The Broad Reach fund anticipates that devaluations, interest-rate hikes, and external loans will reduce currency volatility in those specific countries. Secondly, the fund believes that high coupon rates will compensate for any potential declines in bond prices.

This approach marks a departure from the fund’s previous tactics, which yielded a 14% return in 2023 through its long-short positions in credit and rates across emerging markets, compared with a 9% gain on the Bloomberg emerging-market debt hedge fund index. Broad Reach has returned 16% on average since 2019.

For Q1 2024, the fund achieved a 12% gain.

The report quotes Bradley Wickens, Founder, CIO and CEO of the $1.5bn hedge fund in referring to the three countries, each of which traded as distressed credit until recently: “We’ve been waiting for these as opportunities for over 12 months.

“You should be as big in those trades as you feel comfortable to be.”

Wickens added that he saw a two-year opportunity in this strategy with the potential for nominal appreciation on top of coupon returns of up to 28%, while support from the International Monetary Fund would likely make currencies stronger and less volatile, in turn attracting more hot money flows from other investors.

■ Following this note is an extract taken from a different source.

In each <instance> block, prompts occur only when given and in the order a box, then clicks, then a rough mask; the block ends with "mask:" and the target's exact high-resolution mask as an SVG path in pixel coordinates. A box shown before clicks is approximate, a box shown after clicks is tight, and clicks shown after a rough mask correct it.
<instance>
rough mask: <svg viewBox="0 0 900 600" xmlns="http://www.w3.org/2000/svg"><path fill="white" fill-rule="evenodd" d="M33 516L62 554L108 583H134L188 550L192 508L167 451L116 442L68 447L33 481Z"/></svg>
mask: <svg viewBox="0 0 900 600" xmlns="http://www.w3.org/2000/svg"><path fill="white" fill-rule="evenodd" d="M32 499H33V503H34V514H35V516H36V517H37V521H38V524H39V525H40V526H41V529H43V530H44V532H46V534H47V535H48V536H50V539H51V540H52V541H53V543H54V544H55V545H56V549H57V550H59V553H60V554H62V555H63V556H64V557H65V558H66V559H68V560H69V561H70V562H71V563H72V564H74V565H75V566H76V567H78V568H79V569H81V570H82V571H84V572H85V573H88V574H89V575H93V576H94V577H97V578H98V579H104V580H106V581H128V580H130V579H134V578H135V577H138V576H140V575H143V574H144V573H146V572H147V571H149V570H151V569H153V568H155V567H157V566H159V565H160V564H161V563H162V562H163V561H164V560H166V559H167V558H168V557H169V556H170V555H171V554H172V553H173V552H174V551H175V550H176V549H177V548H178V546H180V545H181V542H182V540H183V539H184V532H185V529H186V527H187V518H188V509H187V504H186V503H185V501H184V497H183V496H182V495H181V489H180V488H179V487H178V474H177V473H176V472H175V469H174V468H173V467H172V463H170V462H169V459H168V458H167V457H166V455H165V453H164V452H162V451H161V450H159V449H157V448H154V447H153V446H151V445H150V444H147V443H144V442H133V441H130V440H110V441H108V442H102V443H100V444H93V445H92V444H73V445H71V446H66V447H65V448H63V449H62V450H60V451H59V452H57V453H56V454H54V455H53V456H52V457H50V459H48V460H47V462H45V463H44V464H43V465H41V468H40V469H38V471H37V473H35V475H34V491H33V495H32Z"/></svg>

According to the report, the Broad Reach fund has currently allocated 50% of its frontier investment to Egyptian credit, 30% to Nigeria and 20% to Pakistan.

Wickens added that the flexibility afforded by emerging markets — where fewer hedge funds operate, compared with core markets — was an advantage, and that his biggest shorts were in Asian foreign exchange, where falling rates are combining with declining growth and inflation.